Of course, if the keys are always consecutive and always start at 1
, you may as well use a range()
here:
data = json.loads(json_string)
limited = {str(k): data[str(k)] for k in range(1, 11)}
If you want to capture the objects in file definition order you could use the object_pairs_hook
argument to json.load()
and json.loads()
:
class FirstTenDict(dict):
def __init__(self, pairs):
super(FirstTenDict, self).__init__(pairs[:10])
data = json.loads(json_string, object_pairs_hook=FirstTenDict)
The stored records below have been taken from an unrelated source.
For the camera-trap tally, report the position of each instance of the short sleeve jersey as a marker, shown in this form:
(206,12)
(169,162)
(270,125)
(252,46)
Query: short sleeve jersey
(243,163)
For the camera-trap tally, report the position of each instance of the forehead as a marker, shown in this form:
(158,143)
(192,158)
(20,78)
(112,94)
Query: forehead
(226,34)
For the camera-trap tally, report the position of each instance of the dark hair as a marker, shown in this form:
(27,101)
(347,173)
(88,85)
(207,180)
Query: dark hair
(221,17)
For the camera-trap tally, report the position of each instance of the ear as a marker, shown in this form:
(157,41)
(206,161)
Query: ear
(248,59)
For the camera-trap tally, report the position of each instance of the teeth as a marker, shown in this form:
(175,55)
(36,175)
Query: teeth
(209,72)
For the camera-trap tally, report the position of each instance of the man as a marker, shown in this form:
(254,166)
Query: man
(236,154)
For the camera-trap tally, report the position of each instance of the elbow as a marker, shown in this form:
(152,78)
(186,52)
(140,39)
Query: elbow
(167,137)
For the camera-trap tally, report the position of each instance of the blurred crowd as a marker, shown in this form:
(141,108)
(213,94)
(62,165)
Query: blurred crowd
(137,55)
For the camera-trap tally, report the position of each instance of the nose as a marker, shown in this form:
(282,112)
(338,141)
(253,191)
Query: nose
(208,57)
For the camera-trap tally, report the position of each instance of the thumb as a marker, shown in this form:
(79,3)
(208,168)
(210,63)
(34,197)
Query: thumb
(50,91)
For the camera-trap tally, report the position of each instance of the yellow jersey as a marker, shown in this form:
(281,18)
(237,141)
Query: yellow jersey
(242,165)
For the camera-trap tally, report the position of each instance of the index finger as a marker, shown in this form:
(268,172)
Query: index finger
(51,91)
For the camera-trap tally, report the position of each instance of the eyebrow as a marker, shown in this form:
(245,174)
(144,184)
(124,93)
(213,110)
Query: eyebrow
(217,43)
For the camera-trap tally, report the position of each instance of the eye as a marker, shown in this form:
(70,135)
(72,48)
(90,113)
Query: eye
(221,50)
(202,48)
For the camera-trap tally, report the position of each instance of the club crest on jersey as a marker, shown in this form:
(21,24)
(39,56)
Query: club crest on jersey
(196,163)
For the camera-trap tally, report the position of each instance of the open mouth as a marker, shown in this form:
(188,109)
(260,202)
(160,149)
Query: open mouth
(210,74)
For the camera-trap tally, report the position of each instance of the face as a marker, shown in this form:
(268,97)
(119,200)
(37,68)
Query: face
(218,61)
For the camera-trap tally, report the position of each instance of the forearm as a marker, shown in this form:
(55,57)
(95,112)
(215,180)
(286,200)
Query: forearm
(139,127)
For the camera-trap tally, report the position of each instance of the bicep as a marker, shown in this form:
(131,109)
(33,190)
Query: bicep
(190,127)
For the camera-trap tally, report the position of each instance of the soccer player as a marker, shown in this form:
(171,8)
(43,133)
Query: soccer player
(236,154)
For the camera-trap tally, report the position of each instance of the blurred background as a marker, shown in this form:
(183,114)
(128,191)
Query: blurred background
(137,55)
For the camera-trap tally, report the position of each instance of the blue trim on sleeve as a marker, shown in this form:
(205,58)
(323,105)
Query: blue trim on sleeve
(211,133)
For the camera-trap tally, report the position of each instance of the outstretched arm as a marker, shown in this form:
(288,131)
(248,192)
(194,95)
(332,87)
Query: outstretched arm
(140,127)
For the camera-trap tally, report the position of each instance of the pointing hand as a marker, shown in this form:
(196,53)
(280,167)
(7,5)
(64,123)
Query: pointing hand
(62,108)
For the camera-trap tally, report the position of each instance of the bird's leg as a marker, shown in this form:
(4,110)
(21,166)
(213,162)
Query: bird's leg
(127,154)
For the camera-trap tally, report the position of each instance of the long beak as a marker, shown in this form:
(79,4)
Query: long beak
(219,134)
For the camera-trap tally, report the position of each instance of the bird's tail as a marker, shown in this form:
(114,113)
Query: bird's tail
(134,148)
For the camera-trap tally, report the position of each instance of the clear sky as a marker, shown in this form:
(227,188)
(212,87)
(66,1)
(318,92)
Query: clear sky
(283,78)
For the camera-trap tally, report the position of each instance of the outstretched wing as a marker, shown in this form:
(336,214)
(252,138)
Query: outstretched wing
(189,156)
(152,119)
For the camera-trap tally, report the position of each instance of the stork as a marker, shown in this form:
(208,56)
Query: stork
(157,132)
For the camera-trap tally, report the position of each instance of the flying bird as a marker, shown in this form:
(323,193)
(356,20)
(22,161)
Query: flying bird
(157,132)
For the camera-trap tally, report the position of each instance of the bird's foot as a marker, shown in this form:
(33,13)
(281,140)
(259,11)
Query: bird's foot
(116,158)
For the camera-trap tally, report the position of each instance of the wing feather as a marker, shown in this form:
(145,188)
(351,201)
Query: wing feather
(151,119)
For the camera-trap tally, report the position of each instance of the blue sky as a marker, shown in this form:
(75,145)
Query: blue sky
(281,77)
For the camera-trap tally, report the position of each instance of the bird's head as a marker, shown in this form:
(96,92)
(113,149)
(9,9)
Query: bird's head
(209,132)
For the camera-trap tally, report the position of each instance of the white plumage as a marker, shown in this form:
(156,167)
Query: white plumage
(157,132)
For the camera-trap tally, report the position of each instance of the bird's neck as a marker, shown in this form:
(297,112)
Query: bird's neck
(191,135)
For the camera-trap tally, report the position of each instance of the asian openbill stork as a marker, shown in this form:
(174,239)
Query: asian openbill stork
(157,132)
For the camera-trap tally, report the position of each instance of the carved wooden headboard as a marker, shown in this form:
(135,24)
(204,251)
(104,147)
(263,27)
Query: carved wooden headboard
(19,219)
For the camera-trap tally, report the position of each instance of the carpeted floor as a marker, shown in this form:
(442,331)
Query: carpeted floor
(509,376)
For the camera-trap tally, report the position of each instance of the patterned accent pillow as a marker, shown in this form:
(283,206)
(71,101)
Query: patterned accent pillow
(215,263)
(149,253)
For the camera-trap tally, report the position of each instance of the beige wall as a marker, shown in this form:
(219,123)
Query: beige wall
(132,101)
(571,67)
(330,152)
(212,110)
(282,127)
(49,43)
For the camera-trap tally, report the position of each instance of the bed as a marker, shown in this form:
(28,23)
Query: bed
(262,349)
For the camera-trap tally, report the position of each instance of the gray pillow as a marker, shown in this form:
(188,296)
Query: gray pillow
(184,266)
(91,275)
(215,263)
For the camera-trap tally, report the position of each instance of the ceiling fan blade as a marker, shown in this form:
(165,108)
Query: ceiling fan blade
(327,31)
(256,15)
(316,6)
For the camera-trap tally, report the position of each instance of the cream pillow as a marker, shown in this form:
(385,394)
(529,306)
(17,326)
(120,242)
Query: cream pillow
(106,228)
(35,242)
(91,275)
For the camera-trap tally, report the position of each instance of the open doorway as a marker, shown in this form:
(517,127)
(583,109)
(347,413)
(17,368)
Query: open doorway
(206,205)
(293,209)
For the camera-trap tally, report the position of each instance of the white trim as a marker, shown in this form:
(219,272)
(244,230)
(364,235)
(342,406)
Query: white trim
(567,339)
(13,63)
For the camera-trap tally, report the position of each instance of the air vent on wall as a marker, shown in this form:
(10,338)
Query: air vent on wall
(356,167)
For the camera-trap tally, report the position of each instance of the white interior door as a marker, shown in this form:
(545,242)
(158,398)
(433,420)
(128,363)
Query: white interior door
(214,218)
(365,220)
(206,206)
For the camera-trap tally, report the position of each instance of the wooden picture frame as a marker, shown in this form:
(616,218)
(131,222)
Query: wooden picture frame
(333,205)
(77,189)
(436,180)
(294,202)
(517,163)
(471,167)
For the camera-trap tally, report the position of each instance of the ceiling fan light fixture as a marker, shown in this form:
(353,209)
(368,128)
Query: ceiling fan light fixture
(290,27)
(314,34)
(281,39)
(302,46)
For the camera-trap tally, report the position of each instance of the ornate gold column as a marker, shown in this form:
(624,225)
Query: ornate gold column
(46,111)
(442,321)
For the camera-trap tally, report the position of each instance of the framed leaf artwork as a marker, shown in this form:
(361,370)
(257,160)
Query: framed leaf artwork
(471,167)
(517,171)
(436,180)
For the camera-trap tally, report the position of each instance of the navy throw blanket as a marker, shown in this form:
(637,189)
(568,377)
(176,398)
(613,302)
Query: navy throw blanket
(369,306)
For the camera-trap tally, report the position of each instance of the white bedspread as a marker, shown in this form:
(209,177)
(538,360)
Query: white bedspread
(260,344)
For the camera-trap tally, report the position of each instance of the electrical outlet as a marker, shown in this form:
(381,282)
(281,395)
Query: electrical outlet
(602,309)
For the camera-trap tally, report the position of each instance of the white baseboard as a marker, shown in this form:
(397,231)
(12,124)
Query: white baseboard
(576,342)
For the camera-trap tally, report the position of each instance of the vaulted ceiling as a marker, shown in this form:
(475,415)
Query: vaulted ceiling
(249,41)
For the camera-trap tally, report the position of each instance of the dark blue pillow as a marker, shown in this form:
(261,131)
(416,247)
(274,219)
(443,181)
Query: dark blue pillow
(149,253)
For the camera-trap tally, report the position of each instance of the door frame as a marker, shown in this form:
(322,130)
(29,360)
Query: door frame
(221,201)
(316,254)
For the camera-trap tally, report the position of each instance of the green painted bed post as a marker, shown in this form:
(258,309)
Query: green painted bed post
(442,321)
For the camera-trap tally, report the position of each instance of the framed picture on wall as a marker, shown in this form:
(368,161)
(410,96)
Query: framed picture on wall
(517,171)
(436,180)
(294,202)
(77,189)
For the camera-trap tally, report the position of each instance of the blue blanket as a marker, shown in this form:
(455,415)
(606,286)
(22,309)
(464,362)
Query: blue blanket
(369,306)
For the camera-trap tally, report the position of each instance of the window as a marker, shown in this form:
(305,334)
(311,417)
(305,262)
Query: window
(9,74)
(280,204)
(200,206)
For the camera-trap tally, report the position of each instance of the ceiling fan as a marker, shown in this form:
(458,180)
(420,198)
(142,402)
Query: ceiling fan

Demo of the latter approach:
>>> import json
>>> class FirstTenDict(dict):
... def __init__(self, pairs):
... super(FirstTenDict, self).__init__(pairs[:10])
...
>>> json_data = '''\
... {"foo42": "bar", "foo31": "baz", "foo10": "spam", "foo44": "ham", "foo1": "eggs",
... "foo24": "vikings", "foo21": "monty", "foo88": "python", "foo11": "eric", "foo65": "idle",
... "foo13": "will", "foo31": "be", "foo76": "ignored"}
... '''
>>> json.loads(json_data)
{'foo1': 'eggs', 'foo88': 'python', 'foo44': 'ham', 'foo10': 'spam', 'foo76': 'ignored', 'foo42': 'bar', 'foo24': 'vikings', 'foo11': 'eric', 'foo31': 'be', 'foo13': 'will', 'foo21': 'monty', 'foo65': 'idle'}
>>> json.loads(json_data, object_pairs_hook=FirstTenDict)
{'foo1': 'eggs', 'foo88': 'python', 'foo44': 'ham', 'foo10': 'spam', 'foo24': 'vikings', 'foo11': 'eric', 'foo21': 'monty', 'foo42': 'bar', 'foo31': 'baz', 'foo65': 'idle'}
>>> import pprint
>>> pprint.pprint(_)
{'foo1': 'eggs',
'foo10': 'spam',
'foo11': 'eric',
'foo21': 'monty',
'foo24': 'vikings',
'foo31': 'baz',
'foo42': 'bar',
'foo44': 'ham',
'foo65': 'idle',
'foo88': 'python'}
You can iteratively parse json (that is to say, not "all at once") using ijson
, and assuming your input really is as simple as your example:
import ijson
def iter_items(parser):
for prefix, event, value in parser:
if event == 'string':
yield prefix, value
with open('filename.json') as infile:
items = iter_items(ijson.parser(infile))
# choose one of the following
# first 10 items from the file regardless of keys
print dict(itertools.islice(items, 10))
# least 10 keys when considered as integers
print dict(heapq.nsmallest(items, 10, lambda p: int(p[0])))
Obviously the second of these would still have to read the whole file, it just doesn't have to keep the whole file in memory at once. Avoiding that is premature optimization for only 1000 small key-value pairs, but whatever. I found the question interesting enough to use a library I've never considered before because maybe sometimes json files are huge, and because of the close analogy with SAX parsers (which are event-based streaming parsers for XML).
By the way, if order was important then the producer of this JSON probably should put an array in the JSON. But perhaps as consumer you can't do anything about that.
file = 'data.json'
with open(file, 'rb') as f:
content = json.load(file)
what_you_want = {int(k):v for k,v in content.items() if int(k) in range(1, 11)}
I don't think there any other way. You must load the entire thing and only then you can extract the keys you want.